In October 1969, Adams, now executive vice-president of MCA and second in company earnings only to Wasserman, found himself at the center of an internal power struggle within the company. Lew Wasserman urged "voluntary retirement," the magnate's euphemism for dismissal. Adams' 20-year career with MCA ended formally in early 1971.

He formed a corporation, BAC Inc., and for a couple of years following his termination, Adams served on the boards of KCET public television in Los Angeles and TelePrompTer. He was retained by ARA, Inc., as consultant and negotiated the sale of the Spectrum arena in Philadelphia.

In 1973 Adams joined the William Morris Agency and during a short interval there directed the marketing of events surrounding Henry Aaron's 715th home run, surpassing the career record of Babe Ruth.

In 1978 he was executive producer for "The Brass Target," a feature film starring Sophia Loren, John Cassavetes, George Kennedy, Robert Vaughan, and Max von Sydow.

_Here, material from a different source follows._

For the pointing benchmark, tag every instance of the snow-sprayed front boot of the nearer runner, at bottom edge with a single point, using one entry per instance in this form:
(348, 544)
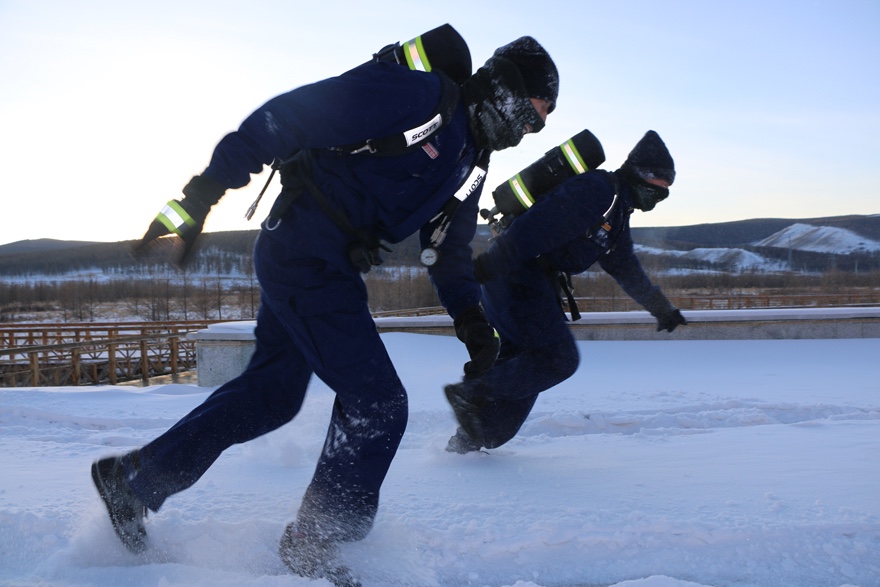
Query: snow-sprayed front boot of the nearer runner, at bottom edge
(313, 558)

In his later active years as head of BAC Inc., Adams distributed the TV specials of George Burns, Dolly Parton, Neil Diamond, Goldie Hawn, Cher, Dean Martin, Liberace, and Nat King Cole, among others.

For 24 years he was the sole distributor of TV's Emmy Awards show to more than 100 countries.

Lucy Adams died of cancer on April 1, 1990. Both she and her husband had, long before her illness, become interested in cancer research. Adams joined Cancer Research Associates, the support group of the University of Southern California's Norris Cancer Center and Hospital, and in 1985 he became the organization's president. The Adams family—Berle, his children Helen and Richard, and their families, have established the Berle and Lucy Adams Chair in Cancer Research at USC's Keck School of Medicine.

In 1995, Adams privately published his autobiography, Sucker for Talent.

Fully retired, Adams lives with his partner, Claire Pasarow, in Beverly Hills, California.